Hello, I am new here and dont really have the time to introduce myself at the moment but I will when my Bubbles gets better. I got my RT about 5 days ago from the pet store. He has been eating well and pooping regularly. Today, however, he hasn't eaten a thing and he has been trying to (what I thought was just take a poop) force something out of his tail. It is a large, red blob, it almost looks like an organ of some sort. I have looked all over the internet for something similar and I have found nothing! Im extremely nervous and worried, I love this little guy so much. Does anybody have any input on what this could possibly be?

http://imgur.com/b1nVu

Here is a picture for reference.


----------



## Yvonne G (Jan 1, 2013)

The tortoise is either constipated or has stones blocking the passages. He's straining so much to pass the blockage that his (penis if its male, or intestines ? if its female) is being pushed out. It's very important to keep this "red thing" moist and don't let it dry out. Once it dries out, it will die. You can gently try to push it back inside the tortoise. A sugar/water paste will help to reduce the swelling. You may have to schedule a vet appointment for an X-ray to see what's going one in there. This is called a prolapse. You should do a 'net search and learn all you can about it.


----------



## bubbles18 (Jan 1, 2013)

Thank you for the help. I have kept the red thing covered in the water/sugar paste and put him in a container where he cannot move around so much so he doesnt damage it. Unfortunately it happened on New Years Ever of all days so I have to wait until tomorrow before I can even get ahold of any vets.


----------



## MyrnaBren (Jan 2, 2013)

I hope everything works out for your poor little guy. Keep us updated.


----------



## Yellow Turtle (Jan 2, 2013)

That looks really painful for the tortoise. I hope he will do better...


----------



## Yvonne G (Jan 2, 2013)

Did you try to push it back in?


----------



## Thalatte (Jan 2, 2013)

That doesn't look like a penis.

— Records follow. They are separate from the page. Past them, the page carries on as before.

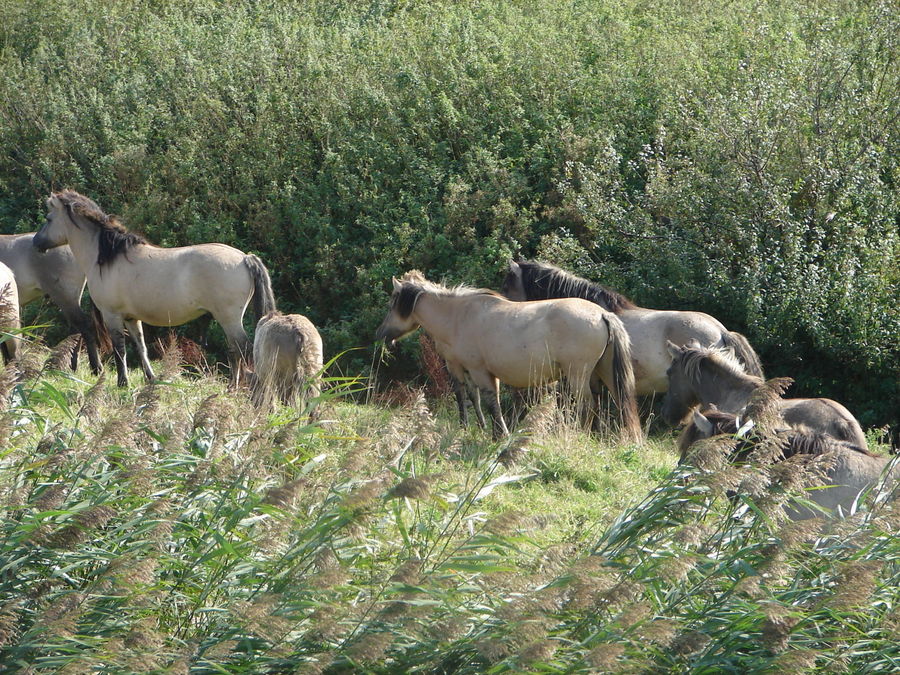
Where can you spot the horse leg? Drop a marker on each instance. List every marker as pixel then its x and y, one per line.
pixel 490 387
pixel 117 336
pixel 137 335
pixel 239 349
pixel 586 401
pixel 71 309
pixel 457 379
pixel 475 396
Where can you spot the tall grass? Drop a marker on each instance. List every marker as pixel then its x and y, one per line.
pixel 165 530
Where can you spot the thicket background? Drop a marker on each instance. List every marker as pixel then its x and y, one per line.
pixel 739 158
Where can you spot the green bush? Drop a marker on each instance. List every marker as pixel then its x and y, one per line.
pixel 740 160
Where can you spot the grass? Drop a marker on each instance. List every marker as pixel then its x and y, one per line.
pixel 172 529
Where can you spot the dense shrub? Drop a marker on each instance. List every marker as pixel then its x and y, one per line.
pixel 741 159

It is probably intestine and needs to be seen by a vet.


----------



## LuckysGirl007 (Jan 2, 2013)

Oh my!!!! Vet! Vet! Vet! It hurts ME to look at this...ouch!


----------



## Spn785 (Jan 2, 2013)

Hopefully you are getting in to a Vet today, let us know how things go. We will be waiting to hear.


----------



## bubbles18 (Jan 2, 2013)

Going in to see a vet today, We have been keeping the sugar/water combo on it and it has been getting a little smaller. Hopefully the vet can fix it all up for him and he (she?) can go back to being his/her happy little self


----------



## sibi (Jan 2, 2013)

I don't know if u have gone to the vet yet, but if you haven't, don't let him use any metal stick to try and push it back in. Once, when my turtle laid an egg, she had a prolapse. I called in a vet at night and he used that to push it back in and punctuated her intestine instead. Some vet who don't know how to treat turtles or torts can do more damage than good. Did I try pushing it back in yourself?


----------



## Spn785 (Jan 3, 2013)

How did it go yesterday? What did the Vet say/do?


----------



## sibi (Jan 3, 2013)

You may be busy with your tort and the vet's visit, but we are awaiting news of your tort's condition. We wait patiently......


----------



## bubbles18 (Jan 3, 2013)

The vet kept him overnight and managed to push it back in. She had to cut some of it off because it had been out for so long some of the tissue had started to die but everything went very well. Here he is in full recovery mode.

http://imgur.com/cq0Eu


----------



## pdrobber (Jan 3, 2013)

thanks for the update! great job on your part getting the little one there


----------



## bubbles18 (Jan 5, 2013)

Yeah, Im glad we got him all fixed up. Ever since then however he has hardly eaten anything and has been sleeping inside of his shell all day, I think it might be a mix of the medication and him not being able to sleep for 3 days. Im hoping that all of that just goes away after some time


----------



## biochemnerd808 (Jan 12, 2013)

How's your tort doing? Make sure you soak him often - dehydration and many other things can cause this. 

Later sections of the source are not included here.